Posted by: Ron @ Thursday, June 5th 2008 @ 07:27:47 AM EST
A court in Turkey has ruled that the gay rights group there was in violation of the country’s laws against immorality and that it must shut down. If the ruling stands, it will be "immoral" in that country even to campaign for gay rights.
For the record, Turkey is has 71 million people, 98.9% of whom are Muslim (mostly Sunni), its government is a Republican Parliamentary Democracy, and over the last eight years only 48 Turkish men have signed on to Apollo Network. For information about where gay life is in abundance in Turkey, Click Here.
How can a democratic society have moral laws that impede the rights of its citizens? Oh, I forgot that the US democracy has a sullied history of flirting with so call moral laws. There was Prohibition, laws against racial marriages, Sunday blue laws, not to mention "Don’t ask; don’t tell." (It was not really against US laws to have sex between white males and African American women. The founding fathers [Tom Jefferson] and modern segregationists [Strom Thurman] did it at will.)
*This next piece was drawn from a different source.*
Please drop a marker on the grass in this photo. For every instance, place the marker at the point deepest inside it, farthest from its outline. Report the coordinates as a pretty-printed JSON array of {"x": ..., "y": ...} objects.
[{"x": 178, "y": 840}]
The point is that when you start running a country by "moral laws," you have to choose a source for perceived morality, which is not a big deal in Turkey where the non Muslim population is about one percent. Unfortunately, in the US morality is often determined not by who has the biggest heart but rather who has the biggest mouth or microphone.
Until recently, Turkey had laws that made homosexuality a criminal offense. Well, actually so did the USA, but Turkey’s homophobic laws were just a little more recent than in the US. Turkey has decriminalized homosexuality, but this act came not from a moral or an enlightened stance but rather a political one. Turkey wants to join the European Union where no such laws are allowed.
There are a number of lessons to learn from Turkey, the major one being that gay people’s best hope for "the pursuit to happiness" is in democratic governments that treat all people as equals and make no laws based on "perceived moral issues."